Om de veiligheid van uw kind te garanderen, moet u voor elke autorit de
volgende controles uitvoeren:
•
de ISOFIX-invoeggeleiders veilig en goed in de verankeringspunten zijn
vergrendeld en de veiligheidslampjes allebei volledig groen licht geven.
•
het kinderbeveiligingssysteem rust tegen de rugleuning van de autostoel.
•
het 5-puntige tuigje ligt strak tegen het kind aan. Zorg ervoor dat er niet
meer dan één vinger tussen het tuigje en het lichaam van het kind past,
ongeveer 1 cm. Als er meer ruimte is, trek het tuigje dan strakker aan.
•
De riemen zijn niet verdraaid.
•
De schoudergordels zitten in de juiste positie op de schouders van het
kind.
•
De heupgordels moeten zo ver onder worden geplaatst dat ze de heupen
strak omsluiten.
•
De 5-puntsgordelsluiting van het tuigje is goed gesloten.
1.3 Bovenste gordel bevestigen
1. Bereid de bevestiging voor nadat het kind met het 5-punts tuigje in de
achterwaarts gerichte positie is vergrendeld.
2. Leid de bovenste gordel door de opening tussen de
hoofdsteun en de rugleuning en sluit vervolgens de
verankering van de bovenste gordel. Als de bovengordel
aangenaam en correct is aangebracht, is de knop groen.
2 Voorwaarts gerichte installatie
2.1 (76-105 cm, van ca. 9 maanden tot 4 jaar) met 5-punts-
tuigje+ISOFIX + bovenste gordel
1. Bereid de ISOFIX voor.
2. Controleer of het 5-punts tuigje correct is geïnstalleerd.
3. Controleer of het 5-punts tuigje correct is ingesteld.
4. Zet het kinderautostoeltje in de gewenste ligstand en zorg ervoor dat het
buigmechanisme goed vergrendeld is.
5.
Zorg ervoor dat het kinderautostoeltje in de voorwaartse positie is gericht
en dat het draaimechanisme goed vergrendeld is.
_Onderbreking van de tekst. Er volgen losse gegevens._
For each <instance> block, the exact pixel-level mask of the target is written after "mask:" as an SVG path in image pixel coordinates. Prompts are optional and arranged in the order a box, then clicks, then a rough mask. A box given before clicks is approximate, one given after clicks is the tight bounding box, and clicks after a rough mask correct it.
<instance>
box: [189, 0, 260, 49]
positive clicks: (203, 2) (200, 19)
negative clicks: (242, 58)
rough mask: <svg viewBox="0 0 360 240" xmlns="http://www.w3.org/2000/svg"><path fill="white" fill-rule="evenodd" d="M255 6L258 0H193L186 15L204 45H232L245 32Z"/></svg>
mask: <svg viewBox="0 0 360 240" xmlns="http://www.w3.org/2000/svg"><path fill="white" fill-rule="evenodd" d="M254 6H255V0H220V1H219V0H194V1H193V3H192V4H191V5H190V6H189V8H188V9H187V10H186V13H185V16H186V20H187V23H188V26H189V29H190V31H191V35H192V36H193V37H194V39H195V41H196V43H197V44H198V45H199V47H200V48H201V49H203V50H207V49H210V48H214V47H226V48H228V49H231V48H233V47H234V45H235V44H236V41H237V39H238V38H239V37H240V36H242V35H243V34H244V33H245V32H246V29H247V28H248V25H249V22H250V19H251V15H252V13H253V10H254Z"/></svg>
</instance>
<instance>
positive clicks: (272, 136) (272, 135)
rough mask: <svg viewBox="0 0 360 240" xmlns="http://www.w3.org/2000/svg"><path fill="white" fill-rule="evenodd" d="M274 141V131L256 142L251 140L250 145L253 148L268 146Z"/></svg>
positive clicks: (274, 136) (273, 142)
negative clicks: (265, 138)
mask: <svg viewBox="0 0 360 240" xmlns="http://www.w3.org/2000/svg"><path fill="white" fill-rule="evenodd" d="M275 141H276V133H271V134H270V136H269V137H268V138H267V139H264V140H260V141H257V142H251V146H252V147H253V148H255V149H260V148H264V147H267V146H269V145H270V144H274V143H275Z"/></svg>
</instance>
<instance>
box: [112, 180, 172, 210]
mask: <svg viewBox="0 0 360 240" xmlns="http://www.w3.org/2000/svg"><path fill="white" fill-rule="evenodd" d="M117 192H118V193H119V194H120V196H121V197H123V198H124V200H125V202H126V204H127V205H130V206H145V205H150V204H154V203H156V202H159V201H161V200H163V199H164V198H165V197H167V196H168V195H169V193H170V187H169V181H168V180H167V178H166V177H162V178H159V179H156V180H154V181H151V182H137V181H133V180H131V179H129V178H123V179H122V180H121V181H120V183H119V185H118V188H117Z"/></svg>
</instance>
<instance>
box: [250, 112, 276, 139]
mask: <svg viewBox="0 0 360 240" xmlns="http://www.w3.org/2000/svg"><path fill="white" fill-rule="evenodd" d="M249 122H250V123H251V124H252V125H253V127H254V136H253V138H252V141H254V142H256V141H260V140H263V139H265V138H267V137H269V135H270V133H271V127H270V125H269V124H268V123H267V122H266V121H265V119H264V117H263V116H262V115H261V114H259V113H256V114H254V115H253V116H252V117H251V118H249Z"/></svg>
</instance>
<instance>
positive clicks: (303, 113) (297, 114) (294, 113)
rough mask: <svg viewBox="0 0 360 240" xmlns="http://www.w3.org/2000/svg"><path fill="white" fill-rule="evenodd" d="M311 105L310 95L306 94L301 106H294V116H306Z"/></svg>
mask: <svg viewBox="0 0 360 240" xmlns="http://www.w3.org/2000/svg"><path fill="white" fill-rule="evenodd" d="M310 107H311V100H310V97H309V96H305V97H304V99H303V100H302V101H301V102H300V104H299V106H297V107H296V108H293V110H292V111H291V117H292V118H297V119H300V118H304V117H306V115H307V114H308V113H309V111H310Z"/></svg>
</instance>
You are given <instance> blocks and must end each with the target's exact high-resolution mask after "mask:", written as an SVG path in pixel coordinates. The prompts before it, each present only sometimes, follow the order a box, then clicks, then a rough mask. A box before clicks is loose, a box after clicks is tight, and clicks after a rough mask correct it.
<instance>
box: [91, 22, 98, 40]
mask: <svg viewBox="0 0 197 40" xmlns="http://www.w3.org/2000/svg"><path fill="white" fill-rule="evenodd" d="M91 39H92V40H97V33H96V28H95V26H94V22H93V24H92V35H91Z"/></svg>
6. Plaats het kinderbeveiligingssysteem op de autostoel in de rijrichting.
7. Maak de ISOFIX vast en controleer of de het display groen oplicht.
8. Druk het kinderzitje aan beide kanten stevig en gelijkmatig tegen de
rugleuning.
9. Zet uw kind vast in het kinderzitje met het 5-puntsgordel tuigje.
10. Bereid de gordel voor nadat u uw kind met het 5-puntsgordel tuigje in de
rijrichting hebt vastgezet en volg de stappen beschreven in punt 2.2.